Ia tertunduk dan sesekali menatap jauh ke langit yang mulai menjingga. Angin menghempas wajah dan rambut tipisnya. Ia pandangi aliran sungai deras dan penuh dengan batu besar. Ia bersandar di pilar jembatan itu. Sesaat tatapannya terpaku pada barisan semut rangrang yang beriring di atas batang besi yang menghubungkan dua penyangganya. Ia dekatkan wajahnya ke barisan semut itu. Dekat sekali. Bola mata kusamnya jelas bergerak mengikuti gerakan semut-semut itu. Ada genangan di matanya yang ditahan untuk tidak tumpah. Dengan sedikit kekuasaannya, ia tiup semut-semut itu. Tiupan yang lembut dan kemudian cukup keras. Satu-satu semut terhempas jatuh dari ketinggian besi jembatan. Sebagian semut bersembunyi di bagian dalam besi. Sebagian lagi bertahan dalam cengkraman lemah kakinya. Akhirnya semut-semut yang bertahan pun harus melayang jatuh  ke permukaan air.

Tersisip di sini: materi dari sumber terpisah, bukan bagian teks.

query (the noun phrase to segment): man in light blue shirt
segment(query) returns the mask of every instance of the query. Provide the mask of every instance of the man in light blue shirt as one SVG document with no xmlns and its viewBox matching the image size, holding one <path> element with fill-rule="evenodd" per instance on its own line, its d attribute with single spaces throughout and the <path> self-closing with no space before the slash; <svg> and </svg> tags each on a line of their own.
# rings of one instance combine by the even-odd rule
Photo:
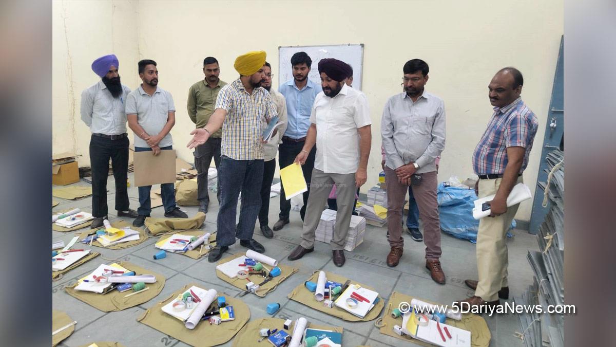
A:
<svg viewBox="0 0 616 347">
<path fill-rule="evenodd" d="M 310 115 L 312 104 L 317 94 L 322 89 L 316 83 L 308 78 L 312 60 L 305 52 L 298 52 L 291 57 L 291 65 L 293 69 L 293 79 L 287 81 L 281 85 L 278 91 L 286 100 L 286 114 L 288 127 L 283 134 L 282 143 L 278 146 L 278 164 L 280 169 L 293 163 L 295 157 L 302 151 L 306 142 L 308 128 L 310 127 Z M 302 166 L 304 178 L 306 180 L 308 190 L 304 193 L 304 206 L 299 214 L 304 220 L 306 204 L 310 193 L 310 177 L 314 168 L 314 158 L 316 146 L 308 154 L 306 164 Z M 280 213 L 279 220 L 274 225 L 274 231 L 280 230 L 289 223 L 289 212 L 291 211 L 291 201 L 286 199 L 284 187 L 280 188 Z"/>
</svg>

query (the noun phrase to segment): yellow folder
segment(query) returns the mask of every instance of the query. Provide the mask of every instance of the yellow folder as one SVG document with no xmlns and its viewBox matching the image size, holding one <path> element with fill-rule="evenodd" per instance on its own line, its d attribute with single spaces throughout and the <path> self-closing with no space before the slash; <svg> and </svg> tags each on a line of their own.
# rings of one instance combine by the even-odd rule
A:
<svg viewBox="0 0 616 347">
<path fill-rule="evenodd" d="M 280 180 L 285 189 L 286 199 L 307 191 L 308 186 L 304 178 L 304 172 L 299 164 L 293 164 L 280 169 Z"/>
</svg>

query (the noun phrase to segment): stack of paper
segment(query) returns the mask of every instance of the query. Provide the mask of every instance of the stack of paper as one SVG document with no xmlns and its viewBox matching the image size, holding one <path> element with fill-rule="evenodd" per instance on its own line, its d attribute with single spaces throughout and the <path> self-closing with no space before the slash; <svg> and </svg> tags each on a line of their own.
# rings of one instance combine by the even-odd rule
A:
<svg viewBox="0 0 616 347">
<path fill-rule="evenodd" d="M 139 232 L 126 227 L 113 235 L 101 235 L 96 239 L 104 247 L 139 240 Z"/>
<path fill-rule="evenodd" d="M 354 307 L 349 306 L 347 304 L 347 299 L 351 298 L 352 296 L 357 297 L 356 295 L 364 298 L 368 300 L 368 302 L 355 299 L 357 304 L 354 304 Z M 348 311 L 360 318 L 363 318 L 372 309 L 372 307 L 375 307 L 378 296 L 379 293 L 373 290 L 360 286 L 359 285 L 351 283 L 336 299 L 334 304 L 336 307 Z"/>
<path fill-rule="evenodd" d="M 62 271 L 89 254 L 89 249 L 68 253 L 60 253 L 52 258 L 55 260 L 52 260 L 51 269 L 52 271 Z"/>
<path fill-rule="evenodd" d="M 336 225 L 336 211 L 330 209 L 323 211 L 321 220 L 315 231 L 315 240 L 326 243 L 331 242 Z M 365 231 L 366 220 L 359 215 L 351 215 L 344 249 L 350 252 L 363 242 Z"/>
<path fill-rule="evenodd" d="M 368 191 L 368 204 L 380 205 L 387 208 L 387 190 L 381 189 L 378 185 L 371 188 Z"/>
<path fill-rule="evenodd" d="M 192 237 L 190 235 L 173 234 L 167 238 L 156 242 L 154 246 L 168 252 L 184 253 L 188 250 Z"/>
<path fill-rule="evenodd" d="M 387 209 L 380 205 L 362 204 L 355 211 L 365 218 L 368 224 L 383 227 L 387 224 Z"/>
<path fill-rule="evenodd" d="M 105 265 L 102 264 L 96 268 L 91 274 L 79 279 L 77 286 L 75 287 L 75 290 L 83 290 L 84 291 L 93 291 L 94 293 L 107 293 L 110 290 L 113 290 L 115 288 L 115 283 L 110 283 L 105 282 L 97 282 L 95 280 L 95 278 L 98 278 L 103 275 L 103 273 L 105 272 L 105 269 L 111 269 L 112 270 L 119 270 L 120 271 L 124 271 L 124 272 L 129 272 L 129 270 L 127 270 L 124 267 L 122 267 L 120 265 L 116 263 L 111 264 L 111 265 Z M 86 282 L 86 281 L 88 282 Z"/>
<path fill-rule="evenodd" d="M 55 221 L 55 224 L 65 228 L 72 228 L 94 219 L 94 217 L 92 215 L 92 214 L 87 212 L 80 212 L 77 214 L 73 214 L 73 215 L 69 215 L 62 219 L 59 219 Z"/>
</svg>

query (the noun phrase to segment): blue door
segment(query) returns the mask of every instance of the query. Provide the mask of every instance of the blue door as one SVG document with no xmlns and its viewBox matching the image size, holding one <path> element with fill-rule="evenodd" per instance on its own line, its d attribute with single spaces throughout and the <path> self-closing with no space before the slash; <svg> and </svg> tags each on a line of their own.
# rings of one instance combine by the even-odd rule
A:
<svg viewBox="0 0 616 347">
<path fill-rule="evenodd" d="M 539 227 L 543 222 L 545 215 L 549 211 L 550 204 L 544 207 L 543 188 L 548 180 L 548 163 L 546 156 L 556 149 L 563 150 L 564 138 L 563 138 L 564 125 L 564 93 L 563 93 L 563 69 L 562 69 L 562 36 L 561 36 L 561 48 L 558 52 L 558 62 L 556 63 L 556 72 L 554 75 L 554 85 L 552 86 L 552 98 L 548 111 L 548 120 L 546 124 L 545 136 L 541 146 L 541 162 L 539 165 L 539 174 L 537 175 L 537 185 L 535 190 L 533 209 L 530 214 L 530 225 L 529 232 L 536 234 Z M 540 183 L 543 182 L 543 185 Z"/>
</svg>

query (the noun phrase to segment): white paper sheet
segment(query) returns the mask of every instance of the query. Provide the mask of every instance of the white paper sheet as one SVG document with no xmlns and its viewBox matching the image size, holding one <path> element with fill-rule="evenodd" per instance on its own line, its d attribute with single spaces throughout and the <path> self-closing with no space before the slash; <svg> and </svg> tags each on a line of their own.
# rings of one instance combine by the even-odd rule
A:
<svg viewBox="0 0 616 347">
<path fill-rule="evenodd" d="M 289 347 L 299 347 L 302 342 L 302 338 L 304 337 L 304 331 L 306 330 L 307 325 L 308 325 L 308 322 L 306 318 L 300 317 L 295 322 L 295 327 L 293 327 L 293 334 L 291 337 L 291 342 L 289 343 Z"/>
<path fill-rule="evenodd" d="M 246 257 L 253 259 L 259 262 L 262 262 L 270 266 L 278 266 L 277 260 L 274 258 L 270 258 L 265 254 L 257 253 L 252 249 L 248 249 L 246 251 Z"/>
<path fill-rule="evenodd" d="M 317 290 L 314 291 L 314 297 L 317 301 L 322 301 L 325 298 L 325 282 L 327 278 L 325 277 L 325 272 L 318 272 L 318 279 L 317 280 Z"/>
<path fill-rule="evenodd" d="M 194 329 L 197 327 L 197 325 L 201 321 L 201 317 L 203 316 L 203 314 L 205 313 L 209 305 L 216 299 L 217 294 L 216 290 L 210 289 L 204 296 L 200 298 L 201 301 L 199 302 L 195 311 L 190 314 L 190 316 L 186 320 L 186 323 L 184 324 L 187 328 Z"/>
</svg>

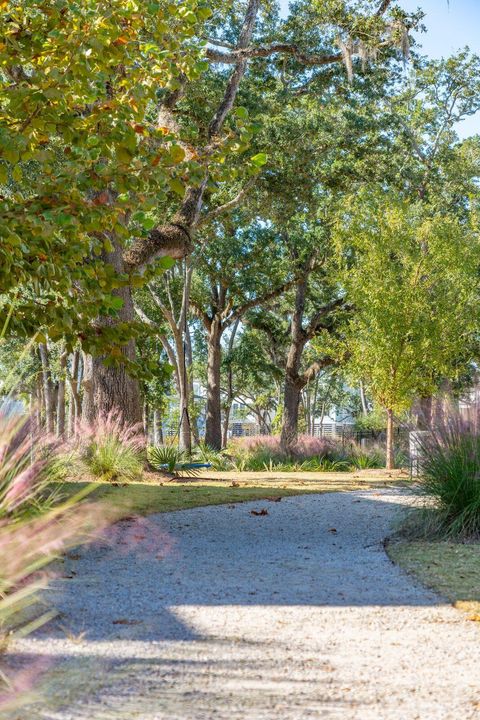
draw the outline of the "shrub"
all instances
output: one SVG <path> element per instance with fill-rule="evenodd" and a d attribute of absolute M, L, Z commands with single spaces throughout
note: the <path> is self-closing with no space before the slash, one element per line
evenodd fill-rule
<path fill-rule="evenodd" d="M 371 451 L 354 450 L 349 460 L 351 466 L 356 470 L 373 470 L 385 467 L 384 454 L 377 449 Z"/>
<path fill-rule="evenodd" d="M 110 413 L 92 425 L 80 423 L 51 472 L 69 480 L 129 482 L 142 477 L 145 459 L 140 427 Z"/>
<path fill-rule="evenodd" d="M 25 432 L 25 430 L 28 430 Z M 113 508 L 85 498 L 65 499 L 51 489 L 49 468 L 60 451 L 34 436 L 25 418 L 0 413 L 0 645 L 25 634 L 53 613 L 38 602 L 46 566 L 69 547 L 92 538 L 114 519 Z M 16 709 L 44 670 L 0 670 L 0 712 Z"/>
<path fill-rule="evenodd" d="M 174 473 L 177 465 L 183 460 L 183 453 L 174 445 L 152 445 L 147 450 L 147 457 L 155 470 Z"/>
<path fill-rule="evenodd" d="M 480 432 L 478 409 L 451 413 L 421 441 L 420 490 L 433 498 L 446 535 L 480 534 Z"/>

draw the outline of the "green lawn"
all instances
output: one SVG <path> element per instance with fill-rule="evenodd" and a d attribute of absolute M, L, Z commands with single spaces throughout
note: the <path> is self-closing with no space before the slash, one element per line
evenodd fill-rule
<path fill-rule="evenodd" d="M 300 477 L 298 477 L 300 475 Z M 252 477 L 254 476 L 254 477 Z M 163 480 L 163 482 L 162 482 Z M 132 514 L 186 510 L 203 505 L 220 505 L 249 500 L 266 500 L 307 493 L 324 493 L 398 484 L 399 477 L 377 471 L 368 473 L 295 473 L 285 477 L 277 473 L 221 473 L 221 479 L 200 477 L 194 480 L 165 480 L 147 475 L 144 482 L 93 486 L 91 498 L 108 502 Z M 65 485 L 71 494 L 87 483 Z"/>
<path fill-rule="evenodd" d="M 388 554 L 472 620 L 480 621 L 480 544 L 446 541 L 399 540 Z"/>

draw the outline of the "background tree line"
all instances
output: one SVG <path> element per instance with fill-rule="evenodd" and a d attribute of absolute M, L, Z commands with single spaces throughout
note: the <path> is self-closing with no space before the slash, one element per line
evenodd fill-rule
<path fill-rule="evenodd" d="M 479 141 L 456 129 L 480 61 L 427 61 L 421 20 L 7 3 L 1 363 L 49 432 L 114 411 L 161 442 L 174 393 L 189 450 L 197 380 L 211 447 L 238 401 L 291 452 L 361 383 L 393 462 L 394 414 L 477 358 Z"/>

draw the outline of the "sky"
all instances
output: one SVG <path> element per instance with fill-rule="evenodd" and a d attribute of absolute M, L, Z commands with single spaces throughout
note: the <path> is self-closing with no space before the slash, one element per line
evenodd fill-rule
<path fill-rule="evenodd" d="M 288 10 L 288 0 L 281 0 Z M 399 0 L 404 10 L 420 8 L 425 13 L 426 33 L 417 34 L 425 55 L 440 58 L 468 45 L 480 54 L 480 0 Z M 468 118 L 458 128 L 461 136 L 480 133 L 480 113 Z"/>

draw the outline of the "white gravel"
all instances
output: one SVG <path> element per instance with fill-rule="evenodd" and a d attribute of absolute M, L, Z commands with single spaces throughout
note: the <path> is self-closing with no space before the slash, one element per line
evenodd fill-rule
<path fill-rule="evenodd" d="M 66 561 L 62 617 L 18 643 L 54 664 L 15 718 L 480 718 L 478 625 L 384 553 L 406 502 L 310 495 L 120 525 Z"/>

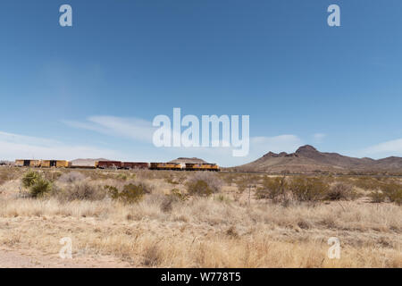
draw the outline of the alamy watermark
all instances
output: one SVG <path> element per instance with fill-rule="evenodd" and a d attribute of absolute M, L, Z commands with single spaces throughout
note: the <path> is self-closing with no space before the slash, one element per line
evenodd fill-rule
<path fill-rule="evenodd" d="M 153 136 L 157 147 L 232 147 L 233 156 L 246 156 L 250 149 L 249 115 L 241 115 L 241 122 L 239 115 L 202 115 L 199 120 L 191 114 L 181 118 L 181 109 L 173 108 L 172 124 L 162 114 L 152 124 L 159 127 Z"/>

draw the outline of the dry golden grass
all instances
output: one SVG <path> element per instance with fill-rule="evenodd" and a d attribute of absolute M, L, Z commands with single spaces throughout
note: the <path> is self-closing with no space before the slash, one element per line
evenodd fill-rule
<path fill-rule="evenodd" d="M 0 187 L 0 246 L 54 255 L 59 240 L 71 237 L 73 257 L 114 256 L 140 267 L 402 267 L 402 207 L 395 204 L 248 204 L 247 191 L 237 197 L 225 186 L 222 198 L 166 209 L 165 194 L 184 188 L 169 175 L 141 173 L 154 190 L 135 205 L 19 198 L 19 181 L 9 181 Z M 330 237 L 340 240 L 340 259 L 327 257 Z"/>

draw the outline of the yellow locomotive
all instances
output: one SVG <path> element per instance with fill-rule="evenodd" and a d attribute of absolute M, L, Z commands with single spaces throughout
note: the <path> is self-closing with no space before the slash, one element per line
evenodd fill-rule
<path fill-rule="evenodd" d="M 186 163 L 186 171 L 214 171 L 219 172 L 219 166 L 216 164 L 210 163 Z"/>

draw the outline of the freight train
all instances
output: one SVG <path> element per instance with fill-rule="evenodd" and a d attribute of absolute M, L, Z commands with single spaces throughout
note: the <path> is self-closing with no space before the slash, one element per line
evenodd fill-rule
<path fill-rule="evenodd" d="M 34 168 L 90 168 L 90 169 L 148 169 L 173 171 L 214 171 L 219 172 L 219 165 L 211 163 L 145 163 L 121 161 L 96 161 L 94 165 L 74 165 L 65 160 L 15 160 L 17 167 Z"/>

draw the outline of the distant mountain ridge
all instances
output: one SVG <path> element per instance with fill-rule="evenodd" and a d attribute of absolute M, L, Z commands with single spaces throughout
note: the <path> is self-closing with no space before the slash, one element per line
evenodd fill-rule
<path fill-rule="evenodd" d="M 355 158 L 338 153 L 320 152 L 311 145 L 305 145 L 289 154 L 268 152 L 254 162 L 234 168 L 242 171 L 272 172 L 401 172 L 402 158 L 396 156 L 379 160 Z"/>

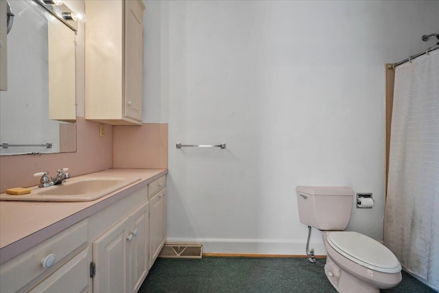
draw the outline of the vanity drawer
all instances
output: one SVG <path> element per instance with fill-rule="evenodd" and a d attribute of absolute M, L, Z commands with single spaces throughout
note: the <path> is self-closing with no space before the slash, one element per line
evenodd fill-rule
<path fill-rule="evenodd" d="M 152 181 L 148 185 L 148 198 L 151 198 L 158 191 L 166 187 L 166 175 Z"/>
<path fill-rule="evenodd" d="M 3 263 L 0 266 L 0 292 L 14 292 L 24 286 L 32 288 L 87 246 L 85 219 Z M 45 268 L 43 259 L 52 254 L 54 263 Z"/>

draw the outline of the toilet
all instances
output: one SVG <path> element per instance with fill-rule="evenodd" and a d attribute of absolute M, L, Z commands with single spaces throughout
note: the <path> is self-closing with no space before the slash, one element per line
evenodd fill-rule
<path fill-rule="evenodd" d="M 351 219 L 350 187 L 298 186 L 296 191 L 300 222 L 322 232 L 324 272 L 337 292 L 379 292 L 401 282 L 401 263 L 392 251 L 368 236 L 343 231 Z"/>

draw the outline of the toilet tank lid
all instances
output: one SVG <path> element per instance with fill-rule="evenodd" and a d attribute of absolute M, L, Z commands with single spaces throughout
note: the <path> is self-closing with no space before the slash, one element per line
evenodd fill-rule
<path fill-rule="evenodd" d="M 346 186 L 298 186 L 296 187 L 296 191 L 313 196 L 353 196 L 354 195 L 352 189 Z"/>

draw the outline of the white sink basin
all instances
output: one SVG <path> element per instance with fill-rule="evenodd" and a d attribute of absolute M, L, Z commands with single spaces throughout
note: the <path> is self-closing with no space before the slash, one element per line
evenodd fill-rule
<path fill-rule="evenodd" d="M 78 177 L 49 187 L 33 188 L 21 196 L 1 194 L 1 200 L 86 202 L 95 200 L 128 186 L 141 178 Z"/>

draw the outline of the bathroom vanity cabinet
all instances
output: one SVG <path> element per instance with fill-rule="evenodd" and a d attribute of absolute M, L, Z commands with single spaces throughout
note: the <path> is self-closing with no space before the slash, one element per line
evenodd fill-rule
<path fill-rule="evenodd" d="M 91 218 L 92 228 L 99 232 L 102 223 L 116 222 L 93 242 L 94 292 L 137 292 L 150 269 L 147 187 L 130 197 L 133 203 L 146 200 L 128 215 L 110 206 Z"/>
<path fill-rule="evenodd" d="M 1 263 L 0 292 L 138 292 L 165 244 L 166 176 L 127 191 Z"/>
<path fill-rule="evenodd" d="M 86 0 L 86 119 L 142 124 L 144 9 L 141 0 Z"/>
<path fill-rule="evenodd" d="M 150 263 L 151 268 L 165 244 L 166 237 L 166 183 L 165 176 L 149 185 L 150 198 Z"/>
<path fill-rule="evenodd" d="M 2 263 L 0 292 L 91 292 L 87 226 L 83 220 Z"/>

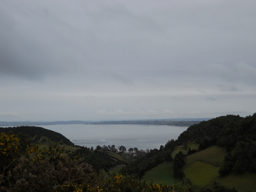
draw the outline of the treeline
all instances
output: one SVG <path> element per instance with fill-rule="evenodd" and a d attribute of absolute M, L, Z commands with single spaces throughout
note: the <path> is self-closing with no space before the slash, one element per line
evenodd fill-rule
<path fill-rule="evenodd" d="M 197 143 L 199 149 L 191 150 L 188 147 L 191 142 Z M 232 151 L 228 153 L 225 158 L 224 165 L 219 172 L 221 175 L 232 172 L 256 172 L 256 113 L 245 117 L 227 115 L 194 124 L 181 133 L 177 140 L 168 141 L 164 147 L 160 148 L 162 150 L 151 150 L 124 168 L 122 172 L 141 177 L 145 171 L 163 161 L 172 161 L 172 152 L 176 146 L 182 146 L 182 150 L 186 152 L 187 155 L 184 155 L 186 153 L 178 153 L 173 162 L 175 177 L 180 179 L 184 176 L 182 168 L 185 155 L 215 145 Z"/>
<path fill-rule="evenodd" d="M 105 121 L 88 122 L 84 124 L 93 125 L 148 125 L 186 126 L 200 123 L 200 121 L 172 121 L 169 120 L 141 120 Z"/>
<path fill-rule="evenodd" d="M 172 160 L 171 151 L 164 150 L 162 147 L 159 150 L 151 149 L 149 153 L 144 153 L 143 155 L 137 161 L 123 167 L 120 171 L 121 173 L 123 174 L 134 174 L 136 177 L 141 177 L 146 172 L 164 161 L 171 162 Z"/>
<path fill-rule="evenodd" d="M 182 182 L 168 187 L 152 181 L 146 184 L 131 175 L 96 172 L 79 155 L 84 150 L 92 153 L 85 148 L 79 154 L 65 151 L 49 140 L 31 140 L 20 133 L 0 133 L 1 192 L 164 192 L 185 188 L 182 191 L 188 192 L 189 188 Z"/>
<path fill-rule="evenodd" d="M 32 141 L 32 142 L 36 142 L 44 136 L 52 141 L 68 145 L 74 145 L 69 140 L 60 133 L 43 127 L 35 126 L 20 126 L 6 128 L 0 127 L 0 132 L 3 132 L 7 133 L 10 131 L 12 131 L 15 134 L 20 133 L 26 135 L 29 138 L 34 138 L 34 140 Z"/>
<path fill-rule="evenodd" d="M 191 141 L 199 144 L 199 150 L 217 145 L 229 152 L 219 172 L 221 175 L 256 172 L 256 113 L 245 117 L 228 115 L 202 122 L 190 126 L 177 140 L 168 141 L 164 148 L 173 150 L 175 146 L 187 146 Z"/>

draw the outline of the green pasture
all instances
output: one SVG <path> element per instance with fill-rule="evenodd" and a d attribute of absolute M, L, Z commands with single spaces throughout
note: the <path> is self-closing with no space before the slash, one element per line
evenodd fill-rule
<path fill-rule="evenodd" d="M 187 156 L 184 168 L 196 161 L 220 166 L 226 155 L 226 149 L 214 145 Z"/>
<path fill-rule="evenodd" d="M 173 164 L 169 162 L 165 162 L 159 164 L 151 170 L 145 173 L 142 180 L 149 183 L 151 179 L 154 183 L 170 186 L 173 185 L 177 180 L 174 178 Z"/>
<path fill-rule="evenodd" d="M 123 168 L 123 167 L 125 167 L 126 165 L 124 164 L 119 164 L 113 167 L 110 167 L 108 169 L 108 171 L 109 172 L 118 172 Z"/>
<path fill-rule="evenodd" d="M 69 150 L 70 151 L 74 151 L 80 148 L 79 147 L 72 147 L 71 146 L 66 145 L 60 145 L 60 147 L 64 147 L 64 150 L 65 151 L 68 151 Z"/>
<path fill-rule="evenodd" d="M 231 174 L 219 177 L 216 182 L 232 188 L 234 187 L 238 192 L 256 192 L 256 174 L 246 173 L 243 175 Z"/>
<path fill-rule="evenodd" d="M 118 154 L 116 154 L 115 153 L 114 153 L 113 152 L 111 152 L 111 151 L 107 151 L 106 150 L 102 150 L 102 151 L 104 152 L 104 153 L 107 153 L 108 155 L 110 156 L 112 156 L 115 158 L 117 159 L 119 159 L 119 160 L 121 160 L 121 161 L 124 161 L 124 159 L 120 155 Z"/>
<path fill-rule="evenodd" d="M 219 169 L 219 167 L 208 163 L 196 161 L 183 169 L 183 171 L 186 178 L 191 180 L 192 188 L 199 189 L 218 177 Z"/>
<path fill-rule="evenodd" d="M 183 150 L 182 148 L 183 146 L 183 145 L 180 145 L 177 146 L 174 149 L 172 153 L 172 158 L 174 158 L 176 154 L 180 151 L 182 151 L 182 153 L 183 153 L 185 152 L 185 154 L 187 154 L 188 150 L 188 148 L 190 148 L 191 150 L 192 150 L 193 149 L 198 149 L 198 144 L 194 142 L 188 143 L 188 149 L 186 150 Z"/>
<path fill-rule="evenodd" d="M 76 150 L 79 148 L 79 147 L 72 147 L 69 145 L 60 145 L 60 147 L 61 148 L 63 148 L 64 150 L 66 151 L 75 151 Z M 44 145 L 41 144 L 39 145 L 39 149 L 42 149 L 44 148 Z"/>

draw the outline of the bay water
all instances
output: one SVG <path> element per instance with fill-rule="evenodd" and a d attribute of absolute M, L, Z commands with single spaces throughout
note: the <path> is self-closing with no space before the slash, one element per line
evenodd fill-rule
<path fill-rule="evenodd" d="M 112 145 L 121 145 L 127 151 L 130 148 L 139 149 L 159 149 L 168 141 L 178 139 L 188 127 L 147 125 L 92 125 L 72 124 L 39 125 L 59 133 L 75 145 L 95 149 Z"/>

Ia tersenyum dibalut kesedihan yang dalam berselang kekecewaan. Ia merogoh bagian dalam baju hangatnya. Ada bungkusan selembar kain kecil yang dia keluarkan. Seperti berisi debu. Ia tebarkan ke arah sungai. Sebagian terhempas angin menyebar ke berbagai arah. Ia kembali menatap dalam-dalam langit.
Perlahan ia digiring untuk menentukan sebuah keputusan. Ia rogoh kembali baju hangat bagian dalamnya. Sesaat tangannya mengepal kotak VCD karyanya. Tangannya kembali gemetar. Keputusan untuk melihat yang terakhir kalinya. Tampak label muka bertuliskan “JIKA KELAK DIPERTANYAKAN”.
Sebenarnya ia belum menentukan sikap dengan cara apa VCD itu         harus lenyap dari dirinya.          Seketika ia ingin melemparkannya saja ke sungai.             Sisi hati yang lain menawarkan biar hempasan angin saja yang         menyapunya agar jika keputusannya berubah kelak,          tidak ada penyesalan; hanya kebetulan saja itu terlempar.                              Ia terpancing untuk mencari                   yang lebih alami. Tetapi sedikit saja angin menghampirinya. Gemetar tangannya ia sadari sebagai sebuah kewajaran. Maka sedikit demi sedikit ia letakkan VCD itu di telapak tangannya yang terbuka lebar. Sebagian jari-jarinya ia gerak-gerakkan untuk menggeser posisi benda itu. Ketika kemiringan nyaris menjatuhkan benda itu meluncur ke permukaan air sungai, seketika hatinya berontak untuk menyelamatkannya. Akhirnya ia mendekap erat benda itu. Matanya terpejam erat. Ia tahan kesedihan yang merontanya untuk diteriakkan. Kata-katanya terputus-putus.
“Kenapa Kau masih hidupkan aku?, Masihkah aku  berhak menawar sebuah kepastian hidup?”
Jauh dari arah belakang, seorang bocah berlari. Ia mengejar-ngejar sehelai kain yang tertiup angin. Saat berhasil meraihnya, ia mengangkatnya tinggi-tinggi. Kain itu berkibar tertiup angin. Senyumannya tiba-tiba tertahan saat ia menatap lurus ke langit. Tatapan yang tidak terlalu dalam dan jauh, tetapi ia terpana. Genggamannya melemah. Dan seketika kain itu diterbangkan angin. Jauh.
      Perlahan-lahan ia gerakkan jari-jarinya. Dibuka dan dilipat sebagian jarinya secara tidak beraturan. Sesekali ia menunjukkan jarinya ke beberapa arah secara tidak beraturan pula. Bocah itu tiba-tiba tertegun saat kembali tengadah melihat langit. Seketika setelah itu, ia pun tersenyum. Tatapannya terus terpaku ke langit.
      “ Ini satu.... ini lima .... ini berapa?”
      Langit perlahan meredup. Sosok mungil itu tampak semakin mengecil dan lembayung jingga perlahan menjadi hitam. Ia mengejar jauh kain yang diterbangkan angin. Sesosok bayangan tinggi lainnya mengikuti bocah itu. Jauh.... jauh.... dan kemudian semuanya melebur dalam hitam malam.